New star added to Galaxy series
Galaxy S4 has an improved camera and is compatible with ISPs across the world
The Galaxy S4 launched here last week epitomises Samsung's goal of making the best smartphone in the world through constant hardware, technology, software and ecosystem improvement.
"The smartphone benefits people with ease of use, fun and companionship and the Galaxy S4 has all these features. We try to bring the best smartphone to the market. The Galaxy S4 is a flagship product for us," said Gregory Lee, president and CEO of Samsung Asia.
The company has been focusing on innovation globally and regionally. Andn the Galaxy S4, which combines of beauty and advanced technology, will be available by the end of next month in 155 countries with 327 operators worldwide, he said.
Last year, Samsung led the smartphone market with a 42.5-per-cent market share, as per GFK. Global sales of Samsung's mobiles last year were rose 31 per cent to US$187 billion, while its regional sales surged by 63 per cent and Asian sales by a whopping 123 per cent.
Globally, the company delivered 43 million Galaxy SIIIs and 10 million Galaxy Note IIs.
"We will continue to build on this momentum for the next Galaxy," he said.
Smartphones are a critical focus of the company's mobile phone business and it will continue expanding it. The smartphone leader needs to have the best technologies, especially in terms of screen and processor, and the ability to put all those things into a thin design. The best software and ecosystem are also really important.
The design of the Galaxy S4 is fundamentally that of the Galaxy SIII, but better. This version carries software that allows people to use the phone around the world, and includes features such as S-Voice and camera functions that are easier to use.
The camera function is an important feature because people take a lot of photos with a smartphone, and the Galaxy S4 camera has better software. It is social-media ready and easy-to-use.
"We have the best hardware and are working on improving the software. Our interface is very smooth compared to competitors," he said.
The Galaxy S4 offers software-enabled features including S-Health as well as sound and shot, smart scroll and pause, air view, temperature and humidity sensors, and IR gesture. It has a five-inch Super AMOLED full-HD screen with 441ppi. It has two cameras, one with 13 megapixels and the other with two megapixels. It is 7.9 millimetres thick and weighs 130 grams.
So far, every S series has outdone the previous one. The previous series had almost doubled the number of units shipped.
Local content and service are important
Besides hardware, Samsung also focuses on local content and local service, especially in a market like Thailand. Users in Asia can enjoy local contents like books, songs, videos, movies, local maps and local community. There are a lot of local applications and local content that can be brought to the smartphone.
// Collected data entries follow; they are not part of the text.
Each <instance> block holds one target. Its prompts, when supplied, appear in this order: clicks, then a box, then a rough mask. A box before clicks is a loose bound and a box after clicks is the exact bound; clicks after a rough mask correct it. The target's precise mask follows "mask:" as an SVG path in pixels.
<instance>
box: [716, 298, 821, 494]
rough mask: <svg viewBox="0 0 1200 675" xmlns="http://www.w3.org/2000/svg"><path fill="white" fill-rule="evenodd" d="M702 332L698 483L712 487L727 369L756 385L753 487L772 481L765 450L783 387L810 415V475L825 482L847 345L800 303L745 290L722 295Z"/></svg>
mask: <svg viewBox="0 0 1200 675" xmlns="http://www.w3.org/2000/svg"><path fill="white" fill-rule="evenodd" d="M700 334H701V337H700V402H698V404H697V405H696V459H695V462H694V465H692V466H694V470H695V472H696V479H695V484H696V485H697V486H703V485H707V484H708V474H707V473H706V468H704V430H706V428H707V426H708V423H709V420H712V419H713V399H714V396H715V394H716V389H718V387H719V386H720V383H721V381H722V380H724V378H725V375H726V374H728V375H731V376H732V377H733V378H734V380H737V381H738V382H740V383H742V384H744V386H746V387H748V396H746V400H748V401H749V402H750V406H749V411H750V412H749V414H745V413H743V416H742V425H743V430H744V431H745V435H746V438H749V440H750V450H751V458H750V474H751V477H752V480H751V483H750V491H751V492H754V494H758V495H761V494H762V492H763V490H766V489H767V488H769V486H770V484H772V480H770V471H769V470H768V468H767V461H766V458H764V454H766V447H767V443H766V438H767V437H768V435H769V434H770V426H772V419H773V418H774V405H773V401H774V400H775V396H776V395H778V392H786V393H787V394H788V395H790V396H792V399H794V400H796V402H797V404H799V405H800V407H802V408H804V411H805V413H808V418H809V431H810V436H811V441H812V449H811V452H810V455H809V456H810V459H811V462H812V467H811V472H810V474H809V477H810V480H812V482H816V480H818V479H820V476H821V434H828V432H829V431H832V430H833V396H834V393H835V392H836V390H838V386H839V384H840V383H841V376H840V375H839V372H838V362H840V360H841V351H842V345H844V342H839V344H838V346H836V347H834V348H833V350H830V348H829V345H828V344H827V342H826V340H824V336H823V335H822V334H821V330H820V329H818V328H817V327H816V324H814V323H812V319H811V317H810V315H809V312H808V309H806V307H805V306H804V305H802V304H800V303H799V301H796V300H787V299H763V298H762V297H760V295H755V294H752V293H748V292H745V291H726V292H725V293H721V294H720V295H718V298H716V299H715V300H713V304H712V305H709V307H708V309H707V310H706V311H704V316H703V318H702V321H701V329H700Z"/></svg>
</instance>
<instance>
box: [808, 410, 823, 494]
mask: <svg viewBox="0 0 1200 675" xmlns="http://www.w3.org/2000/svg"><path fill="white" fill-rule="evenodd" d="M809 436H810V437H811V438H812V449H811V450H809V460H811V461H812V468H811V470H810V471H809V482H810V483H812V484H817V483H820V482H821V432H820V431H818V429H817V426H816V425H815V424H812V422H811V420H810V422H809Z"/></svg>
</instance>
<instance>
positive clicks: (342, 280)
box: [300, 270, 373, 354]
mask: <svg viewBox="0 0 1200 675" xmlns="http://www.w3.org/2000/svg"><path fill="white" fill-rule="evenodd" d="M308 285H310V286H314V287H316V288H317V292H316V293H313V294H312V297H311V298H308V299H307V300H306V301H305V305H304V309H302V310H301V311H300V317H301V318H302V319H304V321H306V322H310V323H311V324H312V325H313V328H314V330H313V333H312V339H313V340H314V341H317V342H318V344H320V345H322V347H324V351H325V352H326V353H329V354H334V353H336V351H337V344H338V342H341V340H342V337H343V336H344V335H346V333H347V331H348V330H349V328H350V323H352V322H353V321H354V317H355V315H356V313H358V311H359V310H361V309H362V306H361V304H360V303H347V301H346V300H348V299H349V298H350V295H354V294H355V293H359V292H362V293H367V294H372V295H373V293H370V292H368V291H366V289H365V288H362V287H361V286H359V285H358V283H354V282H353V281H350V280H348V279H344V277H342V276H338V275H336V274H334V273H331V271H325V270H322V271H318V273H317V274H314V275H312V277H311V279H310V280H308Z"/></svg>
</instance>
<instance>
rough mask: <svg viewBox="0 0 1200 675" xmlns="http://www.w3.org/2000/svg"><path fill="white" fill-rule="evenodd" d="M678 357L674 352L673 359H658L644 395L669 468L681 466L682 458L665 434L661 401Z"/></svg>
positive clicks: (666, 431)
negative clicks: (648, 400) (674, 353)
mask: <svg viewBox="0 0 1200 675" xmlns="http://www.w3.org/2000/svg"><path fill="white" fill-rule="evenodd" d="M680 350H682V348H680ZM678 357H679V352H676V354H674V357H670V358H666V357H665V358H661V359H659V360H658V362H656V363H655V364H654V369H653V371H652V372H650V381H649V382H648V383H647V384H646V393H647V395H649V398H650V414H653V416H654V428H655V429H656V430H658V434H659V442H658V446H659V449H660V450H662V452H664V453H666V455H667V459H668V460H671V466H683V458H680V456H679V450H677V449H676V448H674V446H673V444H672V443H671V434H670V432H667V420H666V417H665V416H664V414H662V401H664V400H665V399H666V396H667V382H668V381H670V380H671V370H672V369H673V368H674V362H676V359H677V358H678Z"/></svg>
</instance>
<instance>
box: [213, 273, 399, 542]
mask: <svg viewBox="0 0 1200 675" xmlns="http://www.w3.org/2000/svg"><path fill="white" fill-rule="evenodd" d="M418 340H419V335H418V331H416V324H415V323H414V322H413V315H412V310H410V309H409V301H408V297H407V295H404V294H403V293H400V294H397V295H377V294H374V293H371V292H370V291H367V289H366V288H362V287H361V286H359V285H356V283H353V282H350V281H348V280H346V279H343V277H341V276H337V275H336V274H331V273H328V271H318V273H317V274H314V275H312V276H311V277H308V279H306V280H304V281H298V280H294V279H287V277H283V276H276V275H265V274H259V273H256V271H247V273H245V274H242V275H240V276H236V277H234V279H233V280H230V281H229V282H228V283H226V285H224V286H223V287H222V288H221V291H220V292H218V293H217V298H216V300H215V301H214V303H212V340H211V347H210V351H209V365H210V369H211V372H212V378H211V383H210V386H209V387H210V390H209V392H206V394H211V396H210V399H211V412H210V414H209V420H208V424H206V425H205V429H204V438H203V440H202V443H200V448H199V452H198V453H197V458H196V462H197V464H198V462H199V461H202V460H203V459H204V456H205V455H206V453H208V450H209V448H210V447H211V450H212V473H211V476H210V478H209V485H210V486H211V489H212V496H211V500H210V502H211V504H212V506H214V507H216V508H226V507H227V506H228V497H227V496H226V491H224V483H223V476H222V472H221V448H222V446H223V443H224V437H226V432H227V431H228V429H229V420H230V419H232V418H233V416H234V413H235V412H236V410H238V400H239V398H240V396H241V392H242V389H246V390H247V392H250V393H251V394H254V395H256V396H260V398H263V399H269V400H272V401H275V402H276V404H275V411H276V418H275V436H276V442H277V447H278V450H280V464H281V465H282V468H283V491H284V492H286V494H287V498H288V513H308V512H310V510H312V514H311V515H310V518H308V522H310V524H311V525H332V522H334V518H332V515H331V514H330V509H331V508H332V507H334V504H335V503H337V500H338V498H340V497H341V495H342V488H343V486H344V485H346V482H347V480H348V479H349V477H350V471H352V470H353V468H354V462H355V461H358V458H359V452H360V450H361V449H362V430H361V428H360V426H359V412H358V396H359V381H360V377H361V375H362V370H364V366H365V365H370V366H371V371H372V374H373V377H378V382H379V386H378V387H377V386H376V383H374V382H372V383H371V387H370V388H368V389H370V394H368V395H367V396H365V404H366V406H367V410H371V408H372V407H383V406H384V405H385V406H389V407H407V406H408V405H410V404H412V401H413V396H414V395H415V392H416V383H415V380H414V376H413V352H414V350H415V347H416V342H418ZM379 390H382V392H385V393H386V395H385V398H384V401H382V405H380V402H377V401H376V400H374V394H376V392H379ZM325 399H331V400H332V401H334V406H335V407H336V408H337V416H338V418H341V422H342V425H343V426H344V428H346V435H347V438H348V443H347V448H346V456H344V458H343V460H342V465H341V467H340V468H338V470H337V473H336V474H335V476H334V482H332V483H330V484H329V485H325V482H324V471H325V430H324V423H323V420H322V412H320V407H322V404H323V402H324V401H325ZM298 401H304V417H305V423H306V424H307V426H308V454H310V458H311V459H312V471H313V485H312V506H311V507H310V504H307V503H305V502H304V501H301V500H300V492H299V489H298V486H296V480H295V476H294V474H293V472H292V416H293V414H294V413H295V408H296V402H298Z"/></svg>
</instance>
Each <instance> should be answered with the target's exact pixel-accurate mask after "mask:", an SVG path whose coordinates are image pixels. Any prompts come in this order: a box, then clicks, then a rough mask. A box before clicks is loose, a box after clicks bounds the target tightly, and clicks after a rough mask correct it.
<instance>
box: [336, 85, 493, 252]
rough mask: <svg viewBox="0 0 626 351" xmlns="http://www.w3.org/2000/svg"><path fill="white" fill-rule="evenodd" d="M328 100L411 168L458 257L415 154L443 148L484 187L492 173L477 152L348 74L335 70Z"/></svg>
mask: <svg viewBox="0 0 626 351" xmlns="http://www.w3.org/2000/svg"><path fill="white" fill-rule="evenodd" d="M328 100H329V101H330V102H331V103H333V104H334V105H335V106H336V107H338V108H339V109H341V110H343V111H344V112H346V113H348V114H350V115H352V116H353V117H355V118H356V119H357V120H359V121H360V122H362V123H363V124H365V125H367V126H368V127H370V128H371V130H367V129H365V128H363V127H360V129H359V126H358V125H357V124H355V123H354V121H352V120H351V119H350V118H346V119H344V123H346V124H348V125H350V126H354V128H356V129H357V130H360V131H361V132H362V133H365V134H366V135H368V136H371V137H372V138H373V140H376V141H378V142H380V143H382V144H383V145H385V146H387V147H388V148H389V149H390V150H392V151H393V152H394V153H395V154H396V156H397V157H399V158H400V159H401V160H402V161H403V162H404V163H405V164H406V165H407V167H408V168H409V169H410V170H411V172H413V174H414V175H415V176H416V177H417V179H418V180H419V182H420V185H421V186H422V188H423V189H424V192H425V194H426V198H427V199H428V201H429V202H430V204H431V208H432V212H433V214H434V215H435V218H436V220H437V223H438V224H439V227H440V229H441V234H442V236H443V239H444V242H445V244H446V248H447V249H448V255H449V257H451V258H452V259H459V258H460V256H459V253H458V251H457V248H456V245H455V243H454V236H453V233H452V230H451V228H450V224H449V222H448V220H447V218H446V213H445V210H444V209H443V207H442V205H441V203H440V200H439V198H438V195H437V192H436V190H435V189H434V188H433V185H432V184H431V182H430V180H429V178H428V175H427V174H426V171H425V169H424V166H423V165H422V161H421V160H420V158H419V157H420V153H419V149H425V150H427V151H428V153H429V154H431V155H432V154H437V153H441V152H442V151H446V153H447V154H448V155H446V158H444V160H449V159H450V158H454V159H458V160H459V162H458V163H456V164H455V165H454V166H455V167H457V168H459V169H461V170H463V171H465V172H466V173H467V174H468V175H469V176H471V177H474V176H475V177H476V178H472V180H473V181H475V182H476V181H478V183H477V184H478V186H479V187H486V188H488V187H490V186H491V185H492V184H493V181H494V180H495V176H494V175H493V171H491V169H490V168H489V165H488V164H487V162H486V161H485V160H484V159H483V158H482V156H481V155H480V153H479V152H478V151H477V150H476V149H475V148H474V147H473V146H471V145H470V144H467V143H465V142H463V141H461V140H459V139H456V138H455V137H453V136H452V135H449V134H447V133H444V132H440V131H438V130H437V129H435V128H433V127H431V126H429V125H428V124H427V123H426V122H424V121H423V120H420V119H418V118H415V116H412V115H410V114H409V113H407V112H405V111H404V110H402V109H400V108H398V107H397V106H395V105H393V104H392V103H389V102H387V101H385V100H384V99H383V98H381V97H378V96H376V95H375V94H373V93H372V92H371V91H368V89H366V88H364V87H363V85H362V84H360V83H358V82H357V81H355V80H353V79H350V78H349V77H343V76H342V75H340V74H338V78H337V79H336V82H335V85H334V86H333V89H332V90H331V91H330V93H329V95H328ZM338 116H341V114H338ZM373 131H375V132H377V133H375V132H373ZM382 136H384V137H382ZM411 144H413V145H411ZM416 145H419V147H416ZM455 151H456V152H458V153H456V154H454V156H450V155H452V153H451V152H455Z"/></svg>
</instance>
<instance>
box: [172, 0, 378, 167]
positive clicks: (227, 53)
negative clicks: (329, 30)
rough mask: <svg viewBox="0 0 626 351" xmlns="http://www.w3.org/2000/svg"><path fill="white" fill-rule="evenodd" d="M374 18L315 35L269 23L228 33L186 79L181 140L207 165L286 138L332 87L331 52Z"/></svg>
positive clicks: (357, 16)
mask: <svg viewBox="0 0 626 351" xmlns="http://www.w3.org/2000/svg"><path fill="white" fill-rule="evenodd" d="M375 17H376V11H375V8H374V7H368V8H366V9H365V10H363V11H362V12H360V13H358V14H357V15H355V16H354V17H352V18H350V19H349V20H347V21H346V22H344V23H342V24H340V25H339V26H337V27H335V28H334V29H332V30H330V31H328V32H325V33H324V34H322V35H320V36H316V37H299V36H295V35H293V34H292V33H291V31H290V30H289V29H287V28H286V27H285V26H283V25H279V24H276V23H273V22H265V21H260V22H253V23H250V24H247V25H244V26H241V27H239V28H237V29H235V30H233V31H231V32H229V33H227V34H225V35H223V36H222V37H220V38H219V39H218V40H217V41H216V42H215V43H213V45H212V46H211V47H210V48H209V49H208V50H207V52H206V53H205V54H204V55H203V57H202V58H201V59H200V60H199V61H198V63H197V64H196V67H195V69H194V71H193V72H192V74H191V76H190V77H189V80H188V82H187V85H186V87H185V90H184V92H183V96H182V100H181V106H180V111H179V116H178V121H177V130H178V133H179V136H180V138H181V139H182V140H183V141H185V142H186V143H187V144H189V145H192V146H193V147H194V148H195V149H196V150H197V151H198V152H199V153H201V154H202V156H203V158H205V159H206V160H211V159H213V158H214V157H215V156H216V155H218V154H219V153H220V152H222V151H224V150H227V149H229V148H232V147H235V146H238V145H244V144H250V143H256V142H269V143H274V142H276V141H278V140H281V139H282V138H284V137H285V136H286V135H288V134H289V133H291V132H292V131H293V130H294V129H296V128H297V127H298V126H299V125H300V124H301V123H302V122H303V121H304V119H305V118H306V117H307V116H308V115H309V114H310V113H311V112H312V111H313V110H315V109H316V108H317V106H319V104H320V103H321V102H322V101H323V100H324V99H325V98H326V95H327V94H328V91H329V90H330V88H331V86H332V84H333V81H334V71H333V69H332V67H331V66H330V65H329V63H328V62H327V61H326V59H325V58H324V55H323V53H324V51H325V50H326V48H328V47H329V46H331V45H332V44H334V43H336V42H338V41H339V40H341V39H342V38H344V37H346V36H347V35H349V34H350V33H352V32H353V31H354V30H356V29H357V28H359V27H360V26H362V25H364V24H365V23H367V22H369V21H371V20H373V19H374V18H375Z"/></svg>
"That boosts our market size and market position," he said.
In Thailand, Samsung has a great team and high market share and is doing well on the "brand". It will continue to roll out more smart and creative programs to engage consumers as well as try to deeply understand what consumers want and need.
"We want to become the best Thai-friendly local smartphone. We have a lot of work in the local market. We want to work with local developers to encourage and improve the local content and applications through the local team and local partners as our ecosystem," he said.
Service in Thailand is really good but that does not mean that Samsung will not improve the quality further.
The company is working hard to improve the quality of service in Thailand all the time.
"Generally, Thai customers are satisfied but we have room to improve our service," he said.
Samsung must continue to improve devices and differentiate its software and services, analysts say.
Jan Dawson, chief telecom analyst at Ovum, said the Galaxy S4 features a slightly larger screen, an improved camera and beefed up processor power and memory.
"The Galaxy S4 is a worthy successor to earlier members of this line, and will doubtless sell well," he said.
However, there are couple of key challenges Samsung faces. First, having innovated rapidly over the last several years to push itself to the top spot in the world smartphone rankings, Samsung now faces the same challenge as Apple. That is, how to continue to improve its devices year on year when existing phones are already top of their class, and there aren't any obvious shortcomings.
Second, how to set Samsung's devices apart from other devices that share the Android operating system that provides so much of the functionality.
As rivals such as HTC and Sony up the specs of their devices and provide better hardware, it becomes more and more important for Samsung to differentiate on software and services.
Time to avoid gimmicks
The improvements to eye tracking and addition of S Translator and the hover feature and so on are good steps in this direction, but they can be seen as gimmicks rather than game changers. At this point, Samsung appears to be trying to kill the competition with sheer volume of new features.
There should be something here for everyone, even if most of these new features won't be used by most buyers.
For now, Samsung can likely rely on its vastly superior marketing budget and the relatively weak efforts of its competitors in software to keep it ahead.
However, competitors will catch up, as Samsung has caught up in many ways with Apple, and Samsung will need to continue to stretch.
It also needs to build a stronger set of content offerings that cross its various platforms, so that it can extend its leadership in smartphones into the tablet space, and give consumers a reason to buy into an "all-Samsung" experience with their consumer electronics.
"Overall, there are lots of features, but based on past experience most people will never even find them on the device," he added.